Speed of Time

DW #131

Wrote this from my hotel room in Indianapolis last night on my iPhone and a Bluetooth keyboard because I forgot my laptop back home in Chicago.

Honestly more fun this way anyways. Plus I cant remember the last time I was without my laptop on a weekday since probably my honeymoon.

Life is an adventure.

Sometimes we forget this. The tendency is to seek stability. Grow up and settle down. Avoid taking any scary risks.

But what if that’s the whole point? Truthfully I think life probably gets more scary when you stop taking risks.

I’d imagine that’s when every day starts to feel the same. And suddenly time starts slipping into the future a little bit faster.

There’s this great podcast episode from Radiolab from a few years ago called “The Secret to a Long Life”

It’s probably one of my favorites ever. I won’t spoil it for you (you should listen to it) but the idea is that time moves slower in states of novel perspective.

AKA trying new things, seeing new places, experiencing different flavors of the world. The brain is hardwired for patterns - it skips over the little things it thinks it’s already scene before.

Call it muscle memory, call it habit. Consciousness is our attention to the passage of time and the less you use your brain the faster it goes.

The beauty is that the anecdote is simply living life to the fullest. No matter where you’re currently at - 20 and 2 jobs, 40 and 3 kids, 60 and empty-nesting, 80 and retired.

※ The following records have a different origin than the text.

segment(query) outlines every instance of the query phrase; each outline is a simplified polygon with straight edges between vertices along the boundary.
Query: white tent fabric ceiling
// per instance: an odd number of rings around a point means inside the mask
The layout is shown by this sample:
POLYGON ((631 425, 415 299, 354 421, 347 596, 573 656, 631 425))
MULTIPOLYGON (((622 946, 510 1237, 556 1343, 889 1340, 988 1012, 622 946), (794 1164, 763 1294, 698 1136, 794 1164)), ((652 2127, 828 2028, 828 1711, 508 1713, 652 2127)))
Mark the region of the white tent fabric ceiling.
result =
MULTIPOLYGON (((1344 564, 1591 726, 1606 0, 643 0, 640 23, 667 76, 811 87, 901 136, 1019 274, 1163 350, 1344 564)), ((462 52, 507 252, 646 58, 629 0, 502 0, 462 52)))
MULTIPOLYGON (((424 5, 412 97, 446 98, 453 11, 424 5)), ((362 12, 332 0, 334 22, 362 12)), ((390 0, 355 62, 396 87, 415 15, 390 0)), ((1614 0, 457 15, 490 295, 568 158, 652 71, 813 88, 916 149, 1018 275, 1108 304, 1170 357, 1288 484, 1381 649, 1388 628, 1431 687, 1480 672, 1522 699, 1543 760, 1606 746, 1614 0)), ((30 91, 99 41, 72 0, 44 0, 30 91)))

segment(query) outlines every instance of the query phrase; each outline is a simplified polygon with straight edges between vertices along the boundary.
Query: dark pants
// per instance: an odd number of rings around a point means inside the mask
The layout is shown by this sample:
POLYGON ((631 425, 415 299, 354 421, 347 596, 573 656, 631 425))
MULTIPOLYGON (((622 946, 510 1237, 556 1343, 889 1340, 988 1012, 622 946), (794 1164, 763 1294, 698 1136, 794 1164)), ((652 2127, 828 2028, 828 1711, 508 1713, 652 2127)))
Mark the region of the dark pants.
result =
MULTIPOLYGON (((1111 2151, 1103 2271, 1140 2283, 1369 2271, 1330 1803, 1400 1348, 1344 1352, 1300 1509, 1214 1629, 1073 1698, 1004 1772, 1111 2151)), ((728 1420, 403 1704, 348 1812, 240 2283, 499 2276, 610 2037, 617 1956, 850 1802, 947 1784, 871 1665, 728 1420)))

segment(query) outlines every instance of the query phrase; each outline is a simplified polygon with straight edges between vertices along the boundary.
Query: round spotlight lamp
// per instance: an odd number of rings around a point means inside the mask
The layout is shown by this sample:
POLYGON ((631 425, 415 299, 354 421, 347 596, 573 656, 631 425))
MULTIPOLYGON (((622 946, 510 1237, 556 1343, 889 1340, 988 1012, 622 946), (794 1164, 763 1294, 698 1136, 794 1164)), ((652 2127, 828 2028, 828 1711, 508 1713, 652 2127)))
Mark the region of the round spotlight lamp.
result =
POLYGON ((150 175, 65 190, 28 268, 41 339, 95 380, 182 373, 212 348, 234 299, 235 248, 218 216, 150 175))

Go a day without looking at your laptop. Take a new street on your way home. Wear your watch on the other wrist or eat your cereal with the other hand. It doesn’t have to be hard.

But of course it’s more fun when it is. Travel to a new city on a greyhound bus. Meet new friends at a conference you’ll never see again. Take pictures on a random street.

Set a reminder once every 6 months to listen to that podcast again and you’ll be set.

At the very least, try one new thing today before you forget.